Instead of using polybag for packing our footballs, Balldesigner will use cotton bag packing in the future.
The new Austrian Federal Government declared war on the environmentally harmful and wasteful use of plastics and launches a complete system change in Austria. A package of measures is to be implemented, among others the ban of non-biodegradable plastic bags.
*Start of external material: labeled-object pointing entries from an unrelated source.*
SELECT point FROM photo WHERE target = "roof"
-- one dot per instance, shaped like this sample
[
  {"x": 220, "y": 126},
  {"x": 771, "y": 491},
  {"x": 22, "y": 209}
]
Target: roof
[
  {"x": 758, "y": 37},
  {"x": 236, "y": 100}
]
The ban is to enter into force on 1 January 2020. Taking everything into account between 5,000 and 7,000 tonnes of plastic carrier bags of different thickness accrue in Austria annually.
A ban on plastic carrier bags, except those fully biodegradable, as from 2020.
Rapid implementation of the Single-Use Plastics Directive of the European Union with suitable product bans and reduction targets.
A ban on the adding of microplastic particles to cosmetics and cleaning agents as from 2020, unless a (preferred) European solution has been agreed upon by that time.
By 2025 the volume of plastic packaging must verifiably be reduced by 20% to 25 % compared to the amount of 2016.
This concerns mainly the packaging of single-use items and would lead to a reduction by about 60,000 tonnes of plastics. Furthermore, awareness-raising measures are carried out permanently.
In many cases they end up in rivers, contribute to the pollution of areas and spaces (”littering”) and pose ever-increasing challenges especially to cities and municipalities as well as agriculture and the environment. In Austria alone, more than 100 kg of plastics are carried away by the River Danube every day.
Europe has been very active in its fight against plastic bags. In 1994, Denmark was the first country to begin charging a tax on them. Following the introduction of the tax, usage dropped from around 800 million to approximately 400 million bags per year. Ireland, who began charging customers for plastic bags in 2002, saw a 90% reduction in usage and litter after the tax was put into effect. Recently, the European Union has said that it wants to see an 80% drop in plastic bag use by 2019, which means that all European countries will need to be on board.
Other countries that currently have measures in place include: England, Italy, Wales, Scotland and Germany.